With the recent announcement that Congress will be in session during the National Equality March, I contacted Robin McGeHee, one of the chief organizers of the event, and asked her if this caused any new actions to be planned.
"We will be sticking to our main goal of training people and then sending them home to do the work that's needed to be done there," Robin said. "After their training [in Washington DC], they will be contacting their representatives at home."
Equality Across America, the organization forming out of the National Equality March, is actively involved in organizing all 435 congressional districts in the nation in an effort to gain full federal equality for all. Their goal is to have Congressional Action Teams per district, some of which have already formed and will be attending the march for training.
"Some Congressional Action Teams will be lobbying Congress over the weekend," Robin said. In order to accomplish this, they may miss out on some of the scheduled training.
The next big step to come out of the National Equality March will be to have the newly trained activists return home and plan for a national action day on November 5.

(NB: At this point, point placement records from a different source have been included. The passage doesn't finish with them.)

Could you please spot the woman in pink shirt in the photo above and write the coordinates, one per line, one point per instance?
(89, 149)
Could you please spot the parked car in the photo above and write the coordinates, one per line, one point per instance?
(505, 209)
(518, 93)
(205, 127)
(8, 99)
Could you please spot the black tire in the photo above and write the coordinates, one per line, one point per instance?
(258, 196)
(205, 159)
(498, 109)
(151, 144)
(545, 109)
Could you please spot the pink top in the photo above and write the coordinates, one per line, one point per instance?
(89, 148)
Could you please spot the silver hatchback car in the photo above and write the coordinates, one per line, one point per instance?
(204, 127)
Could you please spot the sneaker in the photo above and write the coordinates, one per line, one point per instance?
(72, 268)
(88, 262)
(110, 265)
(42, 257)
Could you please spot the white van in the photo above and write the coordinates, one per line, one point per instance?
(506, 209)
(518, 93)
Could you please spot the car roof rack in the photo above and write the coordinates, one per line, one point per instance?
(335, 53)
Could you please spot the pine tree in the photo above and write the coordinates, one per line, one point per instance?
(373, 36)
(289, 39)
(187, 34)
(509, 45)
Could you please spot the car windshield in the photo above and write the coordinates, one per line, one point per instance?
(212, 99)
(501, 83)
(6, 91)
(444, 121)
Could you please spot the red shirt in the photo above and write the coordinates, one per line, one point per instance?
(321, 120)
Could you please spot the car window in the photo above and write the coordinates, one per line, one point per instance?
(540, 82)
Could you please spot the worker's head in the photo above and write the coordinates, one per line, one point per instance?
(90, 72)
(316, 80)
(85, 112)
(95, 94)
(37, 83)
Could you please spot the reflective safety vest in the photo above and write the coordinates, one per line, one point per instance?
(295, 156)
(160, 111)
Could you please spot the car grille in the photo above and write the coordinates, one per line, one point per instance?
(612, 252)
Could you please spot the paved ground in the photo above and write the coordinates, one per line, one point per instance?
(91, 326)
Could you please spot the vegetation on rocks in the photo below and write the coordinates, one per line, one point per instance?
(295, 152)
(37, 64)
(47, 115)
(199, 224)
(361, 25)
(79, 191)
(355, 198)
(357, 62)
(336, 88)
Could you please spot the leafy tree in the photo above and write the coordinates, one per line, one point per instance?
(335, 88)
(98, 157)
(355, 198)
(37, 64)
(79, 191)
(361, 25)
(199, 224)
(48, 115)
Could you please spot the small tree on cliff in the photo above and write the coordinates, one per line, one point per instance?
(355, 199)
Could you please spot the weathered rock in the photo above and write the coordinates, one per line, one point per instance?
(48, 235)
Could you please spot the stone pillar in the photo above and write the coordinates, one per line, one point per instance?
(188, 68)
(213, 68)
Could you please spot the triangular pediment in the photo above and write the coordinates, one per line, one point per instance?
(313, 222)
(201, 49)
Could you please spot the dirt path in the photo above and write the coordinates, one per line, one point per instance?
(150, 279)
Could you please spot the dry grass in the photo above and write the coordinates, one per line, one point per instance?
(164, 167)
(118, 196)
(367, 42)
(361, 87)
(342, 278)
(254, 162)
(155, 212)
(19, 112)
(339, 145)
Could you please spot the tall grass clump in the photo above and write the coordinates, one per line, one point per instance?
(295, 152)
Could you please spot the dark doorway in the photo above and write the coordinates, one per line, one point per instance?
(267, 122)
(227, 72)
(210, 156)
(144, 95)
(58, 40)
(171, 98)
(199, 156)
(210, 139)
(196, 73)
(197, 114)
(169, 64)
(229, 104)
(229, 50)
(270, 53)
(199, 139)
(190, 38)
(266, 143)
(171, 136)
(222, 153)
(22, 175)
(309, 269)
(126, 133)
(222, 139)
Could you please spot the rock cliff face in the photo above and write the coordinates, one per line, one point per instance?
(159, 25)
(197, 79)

Depending on where they live and how LGBT-friendly their towns are, the activists will hold rallies or in more conservative areas, write persuasive op-eds in major local newspapers and perform other tasks to create more awareness. Some of the events may join in spirit others being planned in California to memorialize the damage caused by the passing of Proposition 8 which by then will have been a year ago. All will be encouraged to lobby their U.S. Representatives.
More information about November 5 will be given at the National Equality March.